Toutes choses dans l'univers ont été créées
par le Divin Amour et par la Divine
Sagesse de Dieu-Homme

    52. L'univers, dans les très grands et dans les très petits, dans les premiers et dans les derniers, est tellement plein du Divin Amour et de la Divine Sagesse, qu'on peut dire qu'il est le Divin Amour et la Divine Sagesse en image. On voit manifestement qu'il en est ainsi d'après la correspondance de toutes les choses de l'univers avec toutes celles de l'homme. Cette correspondance est si exacte qu'on peut dire que l'homme aussi est un univers. Il y a correspondance de ses affections, et par suite de ses pensées avec toutes les choses du règne animal ; de sa volonté, et par suite de son entendement avec toutes celles du règne végétal ; et de sa vie la plus externe avec toutes celles du règne minéral. Une telle correspondance n'est pas apparente dans le monde naturel, mais elle est visible dans le monde spirituel pour quiconque y fait attention. Dans ce monde il y a toutes les choses qui existent dans les trois règnes du monde naturel, et elles sont les correspondances des affections, d'après la volonté, et des pensées d'après l'entendement, et aussi des choses les plus externes de la vie de ceux qui y sont. Les unes et les autres apparaissent autour d'eux dans un aspect tel qu'est celui de l'univers créé, avec cette différence que c'est dans une plus petite effigie. Par là il est bien évident pour les anges que l'univers créé est l'image représentative de Dieu-Homme, et que c'est son Amour et sa Sagesse qui se présentent en une image dans l'univers, non pas que l'univers créé soit Dieu-Homme, mais parce qu'il vient de Lui ; car rien dans l'univers créé n'est substance et forme en soi, ni vie en soi, ni amour et sagesse en soi ; l'homme non plus n'est pas homme en soi, mais tout vient de Dieu qui est l'Homme, la Sagesse et l'Amour, la Forme et la Substance en soi. Ce qui est l'Être-en-Soi est Incréé et Infini ; mais ce qui vient de Dieu, puisqu'il ne contient rien de l'Être-en-Soi, est créé et fini, et présente une image de Celui par qui il est et existe.

    53. L'être et l'exister, puis la substance et la forme, comme aussi la vie et même l'amour et la sagesse, peuvent être attribués aux objets créés et finis, mais ces attributs sont tous créés et finis. Si ces choses peuvent être attribuées à ces objets, ce n'est pas qu'elles possèdent quelque Divin, mais c'est qu'elles sont dans le Divin et que le Divin est en elles.
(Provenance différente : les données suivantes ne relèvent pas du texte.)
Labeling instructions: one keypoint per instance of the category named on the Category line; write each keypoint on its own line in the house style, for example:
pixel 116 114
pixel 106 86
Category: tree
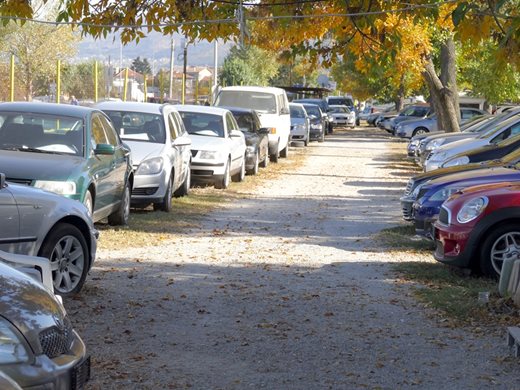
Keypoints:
pixel 248 66
pixel 141 66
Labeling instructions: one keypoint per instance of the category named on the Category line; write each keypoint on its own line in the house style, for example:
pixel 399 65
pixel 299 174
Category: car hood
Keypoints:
pixel 200 142
pixel 27 304
pixel 41 166
pixel 144 150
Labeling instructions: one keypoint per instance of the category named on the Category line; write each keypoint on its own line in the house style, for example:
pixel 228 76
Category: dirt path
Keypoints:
pixel 283 290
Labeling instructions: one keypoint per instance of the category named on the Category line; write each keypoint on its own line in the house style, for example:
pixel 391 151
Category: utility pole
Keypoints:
pixel 172 51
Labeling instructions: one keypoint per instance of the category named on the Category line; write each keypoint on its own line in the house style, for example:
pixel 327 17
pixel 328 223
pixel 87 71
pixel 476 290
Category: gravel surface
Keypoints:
pixel 285 289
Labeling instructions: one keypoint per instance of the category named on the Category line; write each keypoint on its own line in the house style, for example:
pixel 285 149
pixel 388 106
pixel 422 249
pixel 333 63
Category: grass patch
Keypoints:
pixel 403 237
pixel 148 228
pixel 456 295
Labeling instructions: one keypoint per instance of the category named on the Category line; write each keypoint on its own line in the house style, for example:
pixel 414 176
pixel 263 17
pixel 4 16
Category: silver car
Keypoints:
pixel 39 349
pixel 161 150
pixel 40 223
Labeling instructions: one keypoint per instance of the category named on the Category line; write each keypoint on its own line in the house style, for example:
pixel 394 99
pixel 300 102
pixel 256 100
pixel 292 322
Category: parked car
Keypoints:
pixel 317 122
pixel 504 130
pixel 40 223
pixel 39 347
pixel 71 150
pixel 342 116
pixel 488 124
pixel 256 136
pixel 300 123
pixel 412 127
pixel 324 107
pixel 161 150
pixel 416 111
pixel 435 191
pixel 478 227
pixel 273 109
pixel 218 147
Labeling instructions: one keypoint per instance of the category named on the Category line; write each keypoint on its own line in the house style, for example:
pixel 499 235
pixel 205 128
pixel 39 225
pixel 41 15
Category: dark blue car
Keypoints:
pixel 432 194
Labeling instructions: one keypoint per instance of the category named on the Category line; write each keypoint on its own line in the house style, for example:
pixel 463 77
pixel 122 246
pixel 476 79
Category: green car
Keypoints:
pixel 70 150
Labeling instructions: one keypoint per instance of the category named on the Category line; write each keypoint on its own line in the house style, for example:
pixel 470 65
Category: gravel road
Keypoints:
pixel 285 289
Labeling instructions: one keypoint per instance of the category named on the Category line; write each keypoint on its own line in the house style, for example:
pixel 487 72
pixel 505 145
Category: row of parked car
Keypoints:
pixel 65 167
pixel 467 199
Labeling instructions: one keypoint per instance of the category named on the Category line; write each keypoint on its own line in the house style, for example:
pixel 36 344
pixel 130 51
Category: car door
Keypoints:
pixel 9 219
pixel 237 143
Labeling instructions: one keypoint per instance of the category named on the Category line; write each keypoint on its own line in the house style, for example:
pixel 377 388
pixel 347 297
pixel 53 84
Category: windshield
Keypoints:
pixel 197 123
pixel 297 112
pixel 313 110
pixel 339 110
pixel 259 101
pixel 43 133
pixel 138 126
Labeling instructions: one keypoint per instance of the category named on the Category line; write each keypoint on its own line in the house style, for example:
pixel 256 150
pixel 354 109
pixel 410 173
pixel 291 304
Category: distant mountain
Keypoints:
pixel 155 47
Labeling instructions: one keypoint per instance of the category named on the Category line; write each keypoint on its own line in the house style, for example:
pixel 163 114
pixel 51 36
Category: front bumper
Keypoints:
pixel 68 371
pixel 450 245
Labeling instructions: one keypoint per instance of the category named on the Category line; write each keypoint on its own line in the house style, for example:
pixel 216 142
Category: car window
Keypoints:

En effet, tout ce qui a été créé est en soi inanimé et mort, mais il est animé et vivifié parce que le Divin est dans les choses créées et finies, et qu'elles sont dans le Divin.

    54. Le Divin est toujours le même dans tous les sujets, mais ce sont les sujets créés qui diffèrent les uns des autres, car il n'y en a pas deux qui soient semblables, par suite chaque chose est un contenant différent ; il en résulte que le Divin dans son image se présente sous des formes variées. La présence du Divin dans les opposés sera traitée ultérieurement.